The traditional recipe calls for only onion and tomato as the topping but you may add whatever you want. Oregano is the usual perfect addition either over the topping or in the dough and, honestly, the combinations are endless. Olives, peppers, artichokes, anchovies, cheese, whatever you like.
I have to admit that this recipe is seasonal, at least in my family menu. The secret for this delicious olive oil flatbread is tomatoes and we all know that they are outrageously sweet, juicy, meaty and burst with flavor throughout the summer. If you are lucky (and wise) enough to visit the Greek islands of Santorini, Kimolos, and Milos, you have to try the local tomatoes. The dry and sandy soil enhances the taste of local tomato produce resulting into the sweetest tomato you’ve ever tasted.
#1 Cooking alert!!! Too much liquid from tomatoes and onions will make our flatbread soggy beyond belief.
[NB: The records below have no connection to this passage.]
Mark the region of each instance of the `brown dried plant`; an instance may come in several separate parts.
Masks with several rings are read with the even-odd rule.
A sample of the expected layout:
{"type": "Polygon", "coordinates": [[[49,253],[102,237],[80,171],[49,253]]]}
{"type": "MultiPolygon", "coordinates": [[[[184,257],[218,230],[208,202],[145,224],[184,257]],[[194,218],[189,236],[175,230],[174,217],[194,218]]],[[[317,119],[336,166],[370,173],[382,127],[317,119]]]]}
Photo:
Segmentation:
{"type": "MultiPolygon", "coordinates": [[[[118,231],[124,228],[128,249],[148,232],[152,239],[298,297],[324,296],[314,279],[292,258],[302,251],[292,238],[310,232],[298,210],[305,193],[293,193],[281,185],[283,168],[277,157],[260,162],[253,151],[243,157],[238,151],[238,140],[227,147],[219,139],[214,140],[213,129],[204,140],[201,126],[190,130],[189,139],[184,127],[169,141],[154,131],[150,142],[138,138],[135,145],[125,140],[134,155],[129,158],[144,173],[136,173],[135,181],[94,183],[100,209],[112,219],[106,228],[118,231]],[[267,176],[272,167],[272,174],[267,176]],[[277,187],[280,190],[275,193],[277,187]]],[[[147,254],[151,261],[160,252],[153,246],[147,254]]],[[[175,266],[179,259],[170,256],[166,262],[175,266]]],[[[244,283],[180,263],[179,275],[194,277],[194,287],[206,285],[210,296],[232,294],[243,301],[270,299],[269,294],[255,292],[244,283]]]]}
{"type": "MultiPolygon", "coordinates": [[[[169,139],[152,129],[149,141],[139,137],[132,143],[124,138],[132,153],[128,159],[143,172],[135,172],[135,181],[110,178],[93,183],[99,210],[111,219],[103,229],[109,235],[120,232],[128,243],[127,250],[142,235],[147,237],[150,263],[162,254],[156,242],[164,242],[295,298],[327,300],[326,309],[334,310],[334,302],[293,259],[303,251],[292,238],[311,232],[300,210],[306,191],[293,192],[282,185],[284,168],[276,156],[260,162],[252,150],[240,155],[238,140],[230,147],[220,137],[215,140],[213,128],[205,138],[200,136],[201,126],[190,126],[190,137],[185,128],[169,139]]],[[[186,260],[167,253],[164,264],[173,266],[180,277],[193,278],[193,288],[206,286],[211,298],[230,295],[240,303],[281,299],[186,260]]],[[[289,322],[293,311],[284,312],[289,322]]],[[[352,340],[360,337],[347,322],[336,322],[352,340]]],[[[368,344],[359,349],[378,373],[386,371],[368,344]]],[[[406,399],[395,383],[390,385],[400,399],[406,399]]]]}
So, the only important tip to follow is to remove the vegetables’ water following the instructions below.
#2 You don’t have to enroll the dough to perfection. Use only your hands either to shape it on a parchment paper like I did or on a greased round 13-inch/35cm or 15-inch/38cm long baking pan or sheet.
#3 You may use all-purpose flour, hard flour or whole wheat flour in any combination you like. It will work just fine.
- FOR THE DOUGH
- 500g (4 cups) all-purpose flour
- 1 tablespoon (9g) active dry yeast
- 2 tablespoons olive oil
- ½ teaspoon sugar
- ½ teaspoon salt
- 1 + ¼ cups lukewarm water (more or less)
- ½ teaspoon dried oregano
- FOR THE TOPPING
- 5 large tomatoes, seeds removed and sliced
- 3 large onions, thinly sliced
- ½ cup (120ml) olive oil
- Kosher salt and pepper
- ½ teaspoon dried oregano (optional)
- Fresh basil, oregano and arugula for topping (optional)
- In the bowl of a large food processor fitted with a dough blade or a large bowl, dissolve yeast in 3 tablespoons of lukewarm water. Wait 5 minutes until foamy. Add flour, salt, sugar, olive oil, oregano (optional) and the rest of lukewarm water.
- Knead the dough about 15 minutes by hand and 5 minutes in the food processor until soft, elastic and easily pull away from the sides of the bowl. If the dough is too wet, add some flour, if too crumbly, add water. Cover and let rise until doubled, about ½ hour.
- Meanwhile, place the sliced onions in a colander, season with salt and let them drain out at least 15 minutes. Slice the tomatoes, remove seeds and excessive liquid and place in another colander for the same reason.
- Preheat the oven to 392°F (200°C). Grease a round 13-inch/35cm or 15inch/38cm long baking pan or sheet with olive oil. Alternatively, use parchment paper. Place the dough in the pan/sheet/parchment paper. Just use your fingers to spread it. No additional flour is needed. If the dough is sticky, add some olive oil.
- Evenly spread onions and tomatoes over the dough. Season with salt, pepper, and oregano (optional). Pour evenly the olive oil. Bake about an hour until golden and onions begin to caramelize. If necessary, reduce heat to 356°F (180°C). Remove from the oven, let sit for 5 minutes before slicing. Top with fresh basil, oregano and arugula (optional). Serve it hot but even better enjoy cold the following day.